It was a red-letter day for Queenstown infrastructure yesterday as the government announced a $90 million spend-up on our roads.
And Otago Regional Council decided to save the Queenstown Water Ferry at the eleventh hour.
The government announced the Wakatipu’s funding as part of a $12 billion infrastructure package.
It’s tagged the resort’s money for spending on bus lanes along State Highway 6 from the Kawarau Falls Bridge to the BP roundabout, some from the roundabout along Frankton Road to Queenstown, improvements to the Frankton bus hub, four new sets of traffic lights at strategic intersections along Frankton Rd, a new roundabout at the intersection of Ladies Mile and Howards Drive – by Queenstown Country Club and Lake Hayes Estate – and an underpass at Ladies Mile for pedestrians and cyclists.
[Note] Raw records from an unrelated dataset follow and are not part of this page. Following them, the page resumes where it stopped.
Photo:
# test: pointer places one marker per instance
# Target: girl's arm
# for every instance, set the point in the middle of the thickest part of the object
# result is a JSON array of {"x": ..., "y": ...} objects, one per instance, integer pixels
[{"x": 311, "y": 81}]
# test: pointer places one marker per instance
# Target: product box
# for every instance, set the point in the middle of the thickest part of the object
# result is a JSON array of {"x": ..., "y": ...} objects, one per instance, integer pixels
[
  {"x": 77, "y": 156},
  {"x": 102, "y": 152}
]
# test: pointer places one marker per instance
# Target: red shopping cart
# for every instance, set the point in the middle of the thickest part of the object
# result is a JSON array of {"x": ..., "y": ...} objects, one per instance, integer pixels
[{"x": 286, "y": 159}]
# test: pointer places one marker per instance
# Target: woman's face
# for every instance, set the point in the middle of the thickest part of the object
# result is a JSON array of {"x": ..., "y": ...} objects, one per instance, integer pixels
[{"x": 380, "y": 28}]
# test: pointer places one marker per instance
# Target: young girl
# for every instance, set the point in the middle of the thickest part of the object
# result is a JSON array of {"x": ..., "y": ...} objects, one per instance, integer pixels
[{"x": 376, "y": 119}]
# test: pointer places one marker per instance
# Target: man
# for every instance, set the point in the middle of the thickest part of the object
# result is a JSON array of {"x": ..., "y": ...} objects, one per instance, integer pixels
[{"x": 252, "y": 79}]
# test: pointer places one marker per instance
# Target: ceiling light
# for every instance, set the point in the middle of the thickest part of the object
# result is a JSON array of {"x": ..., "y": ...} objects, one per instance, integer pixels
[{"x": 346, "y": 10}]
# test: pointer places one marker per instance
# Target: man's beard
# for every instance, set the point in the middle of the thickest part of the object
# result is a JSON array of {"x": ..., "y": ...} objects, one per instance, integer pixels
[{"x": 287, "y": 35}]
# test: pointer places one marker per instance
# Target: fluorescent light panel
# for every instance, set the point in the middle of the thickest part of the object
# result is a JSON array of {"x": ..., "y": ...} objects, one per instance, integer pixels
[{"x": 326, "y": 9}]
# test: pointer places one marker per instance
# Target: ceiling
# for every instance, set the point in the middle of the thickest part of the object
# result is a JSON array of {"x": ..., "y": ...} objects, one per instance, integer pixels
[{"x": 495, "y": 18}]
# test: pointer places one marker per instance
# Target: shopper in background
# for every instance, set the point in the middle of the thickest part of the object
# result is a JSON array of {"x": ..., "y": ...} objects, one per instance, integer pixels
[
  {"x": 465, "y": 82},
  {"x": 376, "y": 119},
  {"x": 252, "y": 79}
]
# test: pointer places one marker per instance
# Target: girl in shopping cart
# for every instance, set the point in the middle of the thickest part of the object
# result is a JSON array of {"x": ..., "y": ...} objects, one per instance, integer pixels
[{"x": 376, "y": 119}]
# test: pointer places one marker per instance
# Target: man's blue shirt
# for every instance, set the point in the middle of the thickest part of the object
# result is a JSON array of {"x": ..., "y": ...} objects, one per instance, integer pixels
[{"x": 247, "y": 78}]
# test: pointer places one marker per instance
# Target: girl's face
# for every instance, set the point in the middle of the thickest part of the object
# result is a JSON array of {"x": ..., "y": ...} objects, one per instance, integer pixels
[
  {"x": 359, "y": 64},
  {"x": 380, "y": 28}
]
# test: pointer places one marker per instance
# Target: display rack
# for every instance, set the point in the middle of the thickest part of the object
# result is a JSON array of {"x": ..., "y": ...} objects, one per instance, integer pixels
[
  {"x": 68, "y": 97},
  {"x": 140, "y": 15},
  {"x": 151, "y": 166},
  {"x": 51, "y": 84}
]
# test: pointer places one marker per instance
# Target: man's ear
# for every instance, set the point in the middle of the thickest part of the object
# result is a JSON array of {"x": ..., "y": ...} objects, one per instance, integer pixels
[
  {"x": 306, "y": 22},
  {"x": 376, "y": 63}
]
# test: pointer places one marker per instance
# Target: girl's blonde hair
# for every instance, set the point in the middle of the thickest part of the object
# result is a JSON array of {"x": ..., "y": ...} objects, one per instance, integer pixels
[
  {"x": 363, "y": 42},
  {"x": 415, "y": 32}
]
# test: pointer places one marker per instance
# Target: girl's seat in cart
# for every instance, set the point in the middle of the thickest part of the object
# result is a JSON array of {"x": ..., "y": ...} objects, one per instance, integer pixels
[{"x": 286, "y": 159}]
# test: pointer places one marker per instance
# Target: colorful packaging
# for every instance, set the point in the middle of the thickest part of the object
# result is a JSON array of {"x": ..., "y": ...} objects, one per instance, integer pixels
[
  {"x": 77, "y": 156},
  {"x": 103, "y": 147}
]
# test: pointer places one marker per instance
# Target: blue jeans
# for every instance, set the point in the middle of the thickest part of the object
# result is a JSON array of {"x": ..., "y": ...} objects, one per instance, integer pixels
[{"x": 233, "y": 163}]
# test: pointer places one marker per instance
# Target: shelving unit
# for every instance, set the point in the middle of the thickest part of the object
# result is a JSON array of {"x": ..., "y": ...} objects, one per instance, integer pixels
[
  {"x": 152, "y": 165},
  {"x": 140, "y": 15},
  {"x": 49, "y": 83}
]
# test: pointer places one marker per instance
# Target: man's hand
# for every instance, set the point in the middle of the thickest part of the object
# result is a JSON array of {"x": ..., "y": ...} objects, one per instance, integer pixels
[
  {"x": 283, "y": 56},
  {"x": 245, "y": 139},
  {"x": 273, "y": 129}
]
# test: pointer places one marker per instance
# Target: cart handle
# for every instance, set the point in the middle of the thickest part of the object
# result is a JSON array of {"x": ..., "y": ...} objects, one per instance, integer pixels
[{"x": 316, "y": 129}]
Construction’s expected to begin late next year, and be completed in stages in 2023-24.
While Boult says that’s “marvellous”, he’s going to keep pushing for the “biggie” long-mooted arterial bypass of the town centre.
“I really want to protect downtown Queenstown as it is, in my view, the most important built asset in New Zealand’s tourism makeup.
“Making that largely pedestrian is really important.”
Transport minister Phil Twyford tells Mountain Scene’s sister paper, the Otago Daily Times, the projects are aimed at easing congestion at “pinch points” on our roads caused by unrelenting tourism growth.
A main focus is on the continued success of the Wakatipu’s $2 Orbus network and “setting it up for continuing growth” by making it more reliable and efficient.
“It’s about easing some of those growth pressures and helping pave the way for continuing expansion of public transport services.”
Asked about the town centre arterial bypass, Twyford says he’s working with Boult and Queenstown’s council on a 30-year spatial plan for the district — transport networks are a key part of that.
Meantime, last night Otago Regional Council councillors decided to subsidise the Queenstown’s water ferry service until the end of the financial year.
Following a meeting behind closed doors in Dunedin, it also approved adding a water ferry service to its annual plan, to start next year.
Go Orange, which started operating the ferry on Lake Wakatipu 14 months ago, told Scene late last year it couldn’t continue without a public subsidy similar to that backing Orbus.
At that stage it said it would wind the ferry service up on February 29, but keep running to and from the Hilton Hotel, unless the regional council came to the party.
Its then-general manager, Luke Taylor, told Scene that Queenstown’s council and the NZTA had indicated support for a subsidy, provided the regional council also backed one.
Wayfare boss Richard Lauder says it’s a “relief”.
“Thank you to all those locals who showed their support.
“I’m looking forward to the ORC getting in touch — we’re ready to talk immediately.”